After its typical flowering in spring, the seed heads remain attractive through most of the summer. I don’t prune  the stalks back until late summer, or even into autumn–just because I  let them seed out and I enjoy the spidery reach of the tawny stalks from the green basal leaves.


Clearly, I didn’t prune this plant back at all.
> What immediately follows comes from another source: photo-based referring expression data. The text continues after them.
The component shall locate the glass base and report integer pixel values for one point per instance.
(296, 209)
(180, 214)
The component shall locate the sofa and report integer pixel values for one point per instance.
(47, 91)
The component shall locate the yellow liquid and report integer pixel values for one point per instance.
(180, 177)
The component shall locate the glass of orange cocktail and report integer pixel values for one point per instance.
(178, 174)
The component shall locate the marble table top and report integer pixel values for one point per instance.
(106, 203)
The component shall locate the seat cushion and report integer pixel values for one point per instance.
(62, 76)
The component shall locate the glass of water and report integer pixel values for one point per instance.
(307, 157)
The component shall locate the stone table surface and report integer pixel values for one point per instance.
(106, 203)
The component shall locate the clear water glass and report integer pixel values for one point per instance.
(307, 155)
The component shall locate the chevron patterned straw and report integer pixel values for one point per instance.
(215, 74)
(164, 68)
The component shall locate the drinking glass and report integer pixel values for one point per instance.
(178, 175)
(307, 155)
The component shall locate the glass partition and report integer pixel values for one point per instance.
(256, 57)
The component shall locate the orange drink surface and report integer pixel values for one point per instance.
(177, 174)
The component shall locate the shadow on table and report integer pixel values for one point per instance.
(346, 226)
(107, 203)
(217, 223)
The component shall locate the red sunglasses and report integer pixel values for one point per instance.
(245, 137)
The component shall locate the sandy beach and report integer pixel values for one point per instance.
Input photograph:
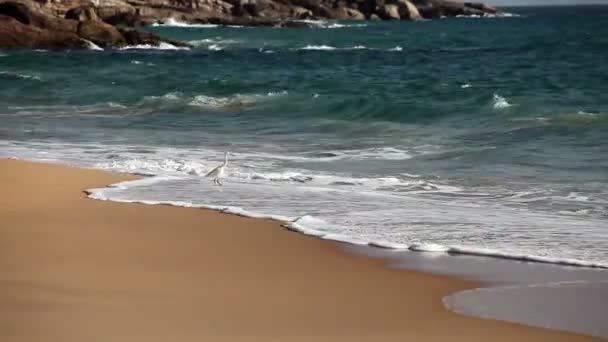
(75, 269)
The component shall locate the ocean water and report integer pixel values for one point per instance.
(483, 136)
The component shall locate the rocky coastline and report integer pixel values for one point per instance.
(80, 24)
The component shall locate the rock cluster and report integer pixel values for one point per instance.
(60, 24)
(27, 24)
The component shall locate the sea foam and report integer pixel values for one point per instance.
(303, 225)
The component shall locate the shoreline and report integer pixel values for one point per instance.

The Cedar Sage is so-called because it evolved to grow under the shade of Ashe JuniperJuniperus ashei–commonly called “mountain cedar,” “cedar,” or “damn cedar” (by those highly allergic to its pollen).    The foliage of the Ashe Juniper is fine, thus allowing the Cedar Sage seedlings to germinate easily.  According the the Lady Bird Johnson Wildflower Center plant data base information, Cedar Sage have trouble germinating under the canopy of large-leafed deciduous trees, owing to the fallen leaves blocking the seeds from soil (and light too, I suppose), thus preventing germination. That hasn’t proven true in my garden though.   The plant blooming now is under a non-native Arizona Ash tree, Fraxinus velutina, and the group in my back garden reside under a native Shumard Oak tree, Quercus shumardii.     Of course, I do rake up fallen leaves, but my gardens are well-mulched, so I imagine that I don’t get as many seedlings in the garden proper as I would if I didn’t mulch.  In fact, many of my Cedar Sage seedlings appear in adjacent pathways.  Regardless, there are always a few seedlings each winter from the previous  year’s crop of flowers and resulting seeds, and I transplant them to spread their crimson glory.

Cedar Sage is native to a large, but specific area of Texas–from Central to West Texas, in the Edwards Plateau ecoregion; their native range extends southward into northern Mexico.


If you live elsewhere, Cedar Sage might be available as a tender perennial or annual.  If you’re in Central to South Texas, it’s a must-have shade plant.